Gransier: ‘Door de oude participatiewetgeving is het haast makkelijker om achterover te leunen dan om te gaan studeren. Omdat ik een universitaire opleiding volg, krijg ik geen uitkering.’

Ogier: ‘Ik heb één keer iets naars meegemaakt. In de introductieweek was er een bijeenkomst in een bioscoop, en ik wist niet of ik daar naar binnen kon. Toen zat ik buiten in mijn rolstoel tussen honderd eerstejaars, en niemand zag me omdat ik lager was dan de rest.’

Gransier: ‘Door mijn cerebrale parese ben ik ook slechthorend.

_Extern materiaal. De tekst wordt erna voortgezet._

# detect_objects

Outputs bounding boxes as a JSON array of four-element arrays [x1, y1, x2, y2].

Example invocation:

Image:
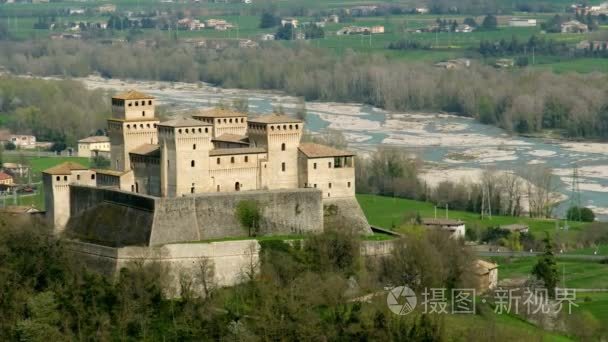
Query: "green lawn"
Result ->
[[492, 257, 608, 289], [357, 194, 582, 237], [0, 154, 90, 210]]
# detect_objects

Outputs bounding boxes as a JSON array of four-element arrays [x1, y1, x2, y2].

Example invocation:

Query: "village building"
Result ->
[[473, 259, 498, 293], [0, 172, 15, 186], [500, 223, 530, 234], [2, 163, 29, 177], [562, 20, 589, 33], [8, 134, 36, 148], [509, 18, 536, 27], [43, 91, 360, 230], [97, 4, 116, 14], [281, 18, 300, 28], [422, 218, 465, 239], [78, 136, 110, 158]]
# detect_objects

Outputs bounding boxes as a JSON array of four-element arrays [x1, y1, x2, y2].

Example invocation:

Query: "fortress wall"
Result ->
[[67, 240, 260, 297], [323, 197, 372, 234], [65, 186, 156, 247], [196, 189, 323, 239]]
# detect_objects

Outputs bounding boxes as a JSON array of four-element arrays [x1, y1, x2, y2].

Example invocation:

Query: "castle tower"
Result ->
[[108, 91, 159, 171], [42, 162, 97, 233], [248, 114, 304, 189], [192, 108, 247, 138], [158, 118, 213, 197]]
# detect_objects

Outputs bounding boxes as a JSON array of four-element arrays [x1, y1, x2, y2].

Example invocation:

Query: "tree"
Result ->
[[481, 14, 498, 31], [274, 24, 294, 40], [463, 17, 477, 27], [236, 200, 262, 236], [532, 234, 558, 298], [566, 206, 595, 222], [260, 12, 281, 28]]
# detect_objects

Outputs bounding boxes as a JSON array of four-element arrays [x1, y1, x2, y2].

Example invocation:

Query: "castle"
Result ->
[[43, 91, 369, 245], [43, 91, 370, 296]]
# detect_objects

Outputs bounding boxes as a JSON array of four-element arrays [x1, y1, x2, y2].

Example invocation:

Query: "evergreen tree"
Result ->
[[532, 235, 557, 298]]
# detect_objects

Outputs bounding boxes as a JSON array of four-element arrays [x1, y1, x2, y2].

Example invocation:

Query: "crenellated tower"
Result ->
[[108, 91, 159, 171], [158, 118, 213, 197], [248, 115, 304, 189]]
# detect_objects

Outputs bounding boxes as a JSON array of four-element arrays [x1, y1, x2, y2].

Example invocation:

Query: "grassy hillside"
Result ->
[[357, 194, 583, 236]]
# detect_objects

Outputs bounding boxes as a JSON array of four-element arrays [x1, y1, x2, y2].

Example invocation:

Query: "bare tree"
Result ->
[[195, 257, 217, 297], [522, 165, 558, 217]]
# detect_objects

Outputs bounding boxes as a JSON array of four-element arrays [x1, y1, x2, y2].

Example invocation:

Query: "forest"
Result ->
[[0, 212, 605, 342], [0, 76, 110, 146], [0, 37, 608, 139]]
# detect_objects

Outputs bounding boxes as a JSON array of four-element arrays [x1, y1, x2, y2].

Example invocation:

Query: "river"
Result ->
[[79, 76, 608, 220]]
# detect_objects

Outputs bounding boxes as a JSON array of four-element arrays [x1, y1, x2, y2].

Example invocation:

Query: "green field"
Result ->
[[0, 154, 90, 210]]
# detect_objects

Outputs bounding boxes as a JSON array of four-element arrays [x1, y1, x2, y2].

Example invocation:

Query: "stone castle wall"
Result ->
[[66, 186, 323, 247]]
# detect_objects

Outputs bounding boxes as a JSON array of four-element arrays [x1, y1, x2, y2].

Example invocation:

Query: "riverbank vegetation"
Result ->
[[0, 76, 110, 146], [0, 217, 584, 341], [0, 38, 608, 139]]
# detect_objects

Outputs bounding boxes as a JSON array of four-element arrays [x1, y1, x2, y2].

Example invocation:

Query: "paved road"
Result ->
[[476, 251, 608, 261]]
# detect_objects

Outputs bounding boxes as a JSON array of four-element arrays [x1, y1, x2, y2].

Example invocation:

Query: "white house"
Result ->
[[509, 18, 536, 27]]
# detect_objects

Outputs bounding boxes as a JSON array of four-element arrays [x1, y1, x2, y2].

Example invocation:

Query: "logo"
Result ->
[[386, 286, 418, 315]]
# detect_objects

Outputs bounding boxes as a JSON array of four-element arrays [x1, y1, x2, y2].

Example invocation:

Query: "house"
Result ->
[[239, 39, 260, 48], [78, 136, 110, 158], [576, 40, 608, 51], [371, 25, 384, 34], [2, 163, 29, 177], [336, 26, 371, 36], [509, 18, 536, 27], [0, 171, 15, 186], [9, 134, 36, 148], [494, 58, 515, 68], [422, 218, 465, 238], [435, 58, 471, 69], [455, 24, 474, 33], [473, 259, 498, 293], [68, 8, 84, 15], [349, 5, 378, 17], [500, 223, 530, 234], [205, 19, 228, 29], [97, 4, 116, 14], [281, 18, 299, 28], [562, 20, 589, 33], [177, 18, 205, 31]]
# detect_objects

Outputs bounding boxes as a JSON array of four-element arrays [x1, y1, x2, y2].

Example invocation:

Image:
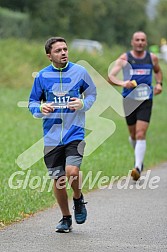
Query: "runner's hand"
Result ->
[[154, 84, 162, 95], [67, 97, 83, 110], [40, 103, 54, 115]]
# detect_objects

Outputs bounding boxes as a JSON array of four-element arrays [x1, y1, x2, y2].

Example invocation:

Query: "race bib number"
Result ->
[[128, 84, 151, 101], [53, 92, 70, 108]]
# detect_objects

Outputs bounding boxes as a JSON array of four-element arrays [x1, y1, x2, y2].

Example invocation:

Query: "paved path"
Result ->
[[0, 163, 167, 252]]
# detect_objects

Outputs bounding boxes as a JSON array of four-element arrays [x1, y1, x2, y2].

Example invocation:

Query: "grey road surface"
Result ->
[[0, 163, 167, 252]]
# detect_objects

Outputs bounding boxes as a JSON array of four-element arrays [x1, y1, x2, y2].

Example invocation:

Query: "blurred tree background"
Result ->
[[0, 0, 167, 46]]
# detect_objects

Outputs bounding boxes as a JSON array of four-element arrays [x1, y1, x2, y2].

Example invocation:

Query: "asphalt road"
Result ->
[[0, 163, 167, 252]]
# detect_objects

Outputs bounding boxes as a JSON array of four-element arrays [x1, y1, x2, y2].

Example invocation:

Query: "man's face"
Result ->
[[131, 32, 147, 52], [47, 42, 68, 68]]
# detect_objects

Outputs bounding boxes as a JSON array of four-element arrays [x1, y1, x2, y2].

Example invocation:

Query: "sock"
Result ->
[[63, 215, 71, 219], [129, 136, 136, 149], [73, 193, 83, 201], [135, 139, 146, 171]]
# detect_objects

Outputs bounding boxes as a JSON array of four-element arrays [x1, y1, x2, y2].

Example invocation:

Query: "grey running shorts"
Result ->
[[44, 140, 85, 179]]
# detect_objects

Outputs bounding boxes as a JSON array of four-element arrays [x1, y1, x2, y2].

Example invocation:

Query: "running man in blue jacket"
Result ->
[[29, 37, 96, 232], [108, 31, 162, 180]]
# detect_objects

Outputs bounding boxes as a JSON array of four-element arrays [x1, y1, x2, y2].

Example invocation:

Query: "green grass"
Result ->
[[0, 40, 167, 225]]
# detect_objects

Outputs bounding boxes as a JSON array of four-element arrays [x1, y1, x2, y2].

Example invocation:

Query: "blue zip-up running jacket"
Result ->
[[29, 62, 96, 146]]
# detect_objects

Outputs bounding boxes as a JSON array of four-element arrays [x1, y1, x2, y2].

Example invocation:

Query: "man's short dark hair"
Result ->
[[45, 37, 67, 54]]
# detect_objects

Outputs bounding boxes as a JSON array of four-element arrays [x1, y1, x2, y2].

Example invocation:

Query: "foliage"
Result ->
[[0, 0, 148, 45], [0, 8, 30, 38], [0, 39, 167, 227]]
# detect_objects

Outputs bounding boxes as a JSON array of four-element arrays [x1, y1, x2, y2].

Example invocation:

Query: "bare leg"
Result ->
[[54, 176, 71, 216], [66, 165, 81, 199]]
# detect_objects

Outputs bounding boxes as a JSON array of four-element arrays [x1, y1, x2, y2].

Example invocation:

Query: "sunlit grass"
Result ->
[[0, 40, 167, 225]]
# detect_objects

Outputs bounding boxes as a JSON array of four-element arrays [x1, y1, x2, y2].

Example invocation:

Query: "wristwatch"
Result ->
[[156, 81, 162, 86]]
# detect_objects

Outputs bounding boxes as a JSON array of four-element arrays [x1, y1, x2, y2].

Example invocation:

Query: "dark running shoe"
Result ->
[[73, 194, 87, 224], [55, 217, 72, 233], [131, 168, 141, 181]]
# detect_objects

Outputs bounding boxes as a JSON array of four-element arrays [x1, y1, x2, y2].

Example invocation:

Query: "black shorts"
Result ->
[[44, 140, 85, 179], [123, 99, 153, 126]]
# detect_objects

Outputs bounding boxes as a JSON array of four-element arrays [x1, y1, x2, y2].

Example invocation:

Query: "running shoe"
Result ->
[[73, 194, 87, 224], [55, 217, 72, 233], [131, 168, 141, 181]]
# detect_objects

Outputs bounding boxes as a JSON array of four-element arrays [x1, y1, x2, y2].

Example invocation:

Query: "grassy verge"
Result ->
[[0, 41, 167, 226]]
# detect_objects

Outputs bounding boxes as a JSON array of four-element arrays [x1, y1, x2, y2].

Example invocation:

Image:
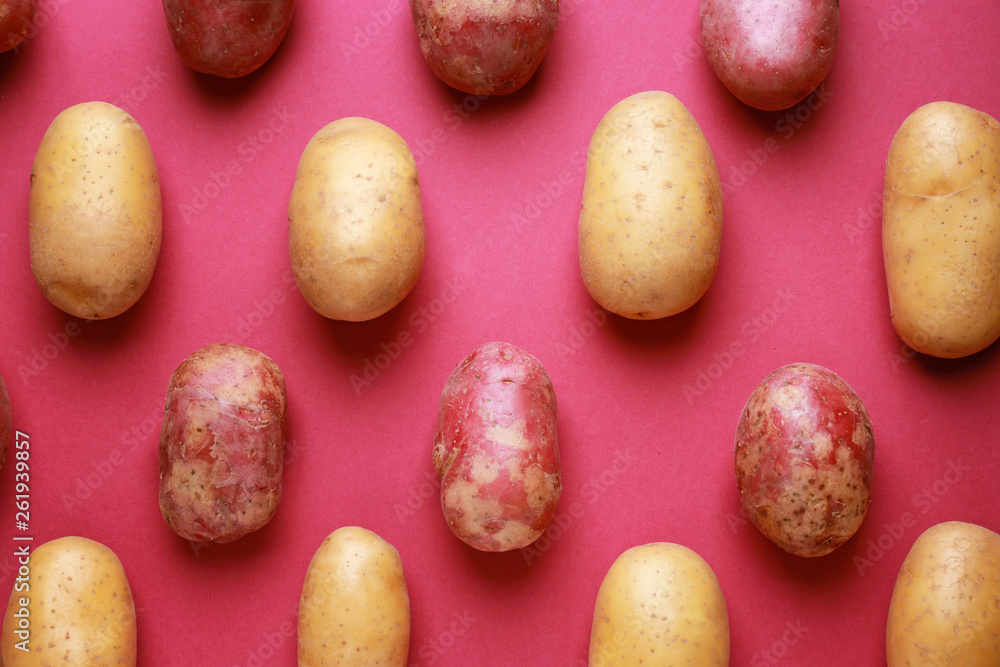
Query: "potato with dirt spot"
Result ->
[[298, 526, 410, 667], [160, 343, 287, 542], [736, 364, 875, 557], [0, 537, 136, 667], [579, 91, 722, 320], [434, 342, 562, 551], [886, 521, 1000, 667]]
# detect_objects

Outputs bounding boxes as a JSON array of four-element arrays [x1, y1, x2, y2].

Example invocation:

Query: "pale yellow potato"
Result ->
[[590, 542, 729, 667], [28, 102, 163, 320], [885, 521, 1000, 667], [882, 102, 1000, 359], [288, 118, 425, 322], [299, 526, 410, 667], [579, 91, 722, 320], [0, 537, 136, 667]]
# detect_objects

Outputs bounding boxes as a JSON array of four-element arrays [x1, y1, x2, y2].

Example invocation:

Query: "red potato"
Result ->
[[434, 343, 562, 551], [410, 0, 559, 95], [701, 0, 840, 110], [160, 343, 287, 542], [163, 0, 295, 79], [736, 364, 875, 557]]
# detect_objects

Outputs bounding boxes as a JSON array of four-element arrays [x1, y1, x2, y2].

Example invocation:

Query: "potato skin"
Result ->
[[882, 102, 1000, 359], [589, 542, 729, 667], [410, 0, 559, 95], [0, 537, 136, 667], [288, 118, 425, 322], [701, 0, 840, 110], [579, 91, 722, 319], [736, 364, 875, 557], [28, 102, 163, 319], [160, 343, 287, 542], [434, 342, 562, 551], [163, 0, 295, 78], [298, 526, 410, 667], [886, 521, 1000, 667]]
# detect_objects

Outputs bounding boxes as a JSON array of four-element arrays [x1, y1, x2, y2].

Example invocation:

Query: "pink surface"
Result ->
[[0, 0, 1000, 667]]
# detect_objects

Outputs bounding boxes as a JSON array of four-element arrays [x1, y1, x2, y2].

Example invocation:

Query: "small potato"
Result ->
[[590, 542, 729, 667], [882, 102, 1000, 359], [410, 0, 559, 95], [701, 0, 840, 110], [163, 0, 295, 78], [299, 526, 410, 667], [579, 91, 722, 320], [28, 102, 162, 320], [160, 343, 287, 542], [0, 537, 136, 667], [885, 521, 1000, 667], [736, 364, 875, 557], [434, 343, 562, 551], [288, 118, 424, 322]]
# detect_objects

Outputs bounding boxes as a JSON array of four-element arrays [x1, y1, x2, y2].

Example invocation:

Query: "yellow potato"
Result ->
[[0, 537, 136, 667], [886, 521, 1000, 667], [299, 526, 410, 667], [882, 102, 1000, 358], [590, 542, 729, 667], [288, 118, 425, 322], [28, 102, 162, 320], [579, 91, 722, 320]]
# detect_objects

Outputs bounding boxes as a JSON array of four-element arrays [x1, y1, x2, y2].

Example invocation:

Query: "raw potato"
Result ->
[[579, 91, 722, 320], [590, 542, 729, 667], [28, 102, 162, 320], [701, 0, 840, 110], [736, 364, 875, 557], [434, 343, 562, 551], [0, 537, 136, 667], [886, 521, 1000, 667], [163, 0, 295, 78], [882, 102, 1000, 359], [288, 118, 425, 322], [160, 343, 287, 542], [299, 526, 410, 667], [410, 0, 559, 95]]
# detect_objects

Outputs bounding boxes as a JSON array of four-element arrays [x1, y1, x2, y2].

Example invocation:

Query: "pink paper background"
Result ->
[[0, 0, 1000, 667]]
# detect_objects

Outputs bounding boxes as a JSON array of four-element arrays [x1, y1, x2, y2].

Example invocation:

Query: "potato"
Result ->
[[434, 343, 562, 551], [160, 343, 287, 542], [410, 0, 559, 95], [886, 521, 1000, 667], [299, 526, 410, 667], [0, 537, 136, 667], [579, 91, 722, 320], [163, 0, 295, 78], [28, 102, 162, 320], [736, 364, 875, 557], [882, 102, 1000, 359], [590, 542, 729, 667], [701, 0, 840, 110], [288, 118, 425, 322]]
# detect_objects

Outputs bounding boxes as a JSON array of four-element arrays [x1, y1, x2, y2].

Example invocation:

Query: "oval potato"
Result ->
[[298, 526, 410, 667], [288, 118, 425, 322], [882, 102, 1000, 358], [579, 91, 722, 319], [28, 102, 162, 319], [886, 521, 1000, 667], [0, 537, 136, 667], [590, 542, 729, 667]]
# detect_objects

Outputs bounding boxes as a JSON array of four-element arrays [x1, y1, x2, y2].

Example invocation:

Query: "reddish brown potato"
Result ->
[[410, 0, 559, 95], [736, 364, 875, 556], [160, 343, 287, 542], [163, 0, 295, 78], [434, 343, 562, 551]]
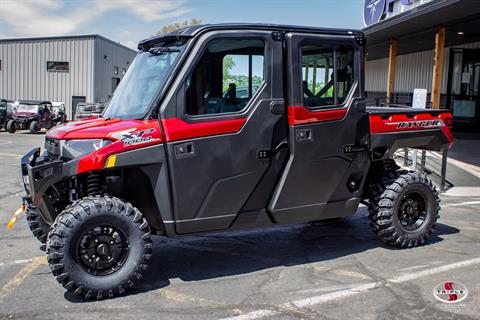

Daarom zit ik bij college altijd vooraan, anders kan ik niet liplezen. Gelukkig denkt de universiteit goed met me mee.’

Bindels: ‘Ik studeer in Tilburg. Daar doen ze ook erg hun best, maar nog steeds komen sommige aanpassingen niet goed door. Als ik tijdens een tentamen naar de wc moet, ben ik twintig minuten kwijt. Normaal gesproken houden ze daar rekening mee, maar soms wordt dat vergeten. Ook zijn er soms collegezalen waar ik niet in kan met mijn rolstoel. Dat is balen, ja.’

Ogier: ‘Ik heb ook cerebrale parese. De chronische pijn maakt de dag zwaarder. Als een gezond persoon één stap zet, zet ik er drie. Studeren is voor mij topsport. Maar ik peins er niet over om ermee te stoppen.’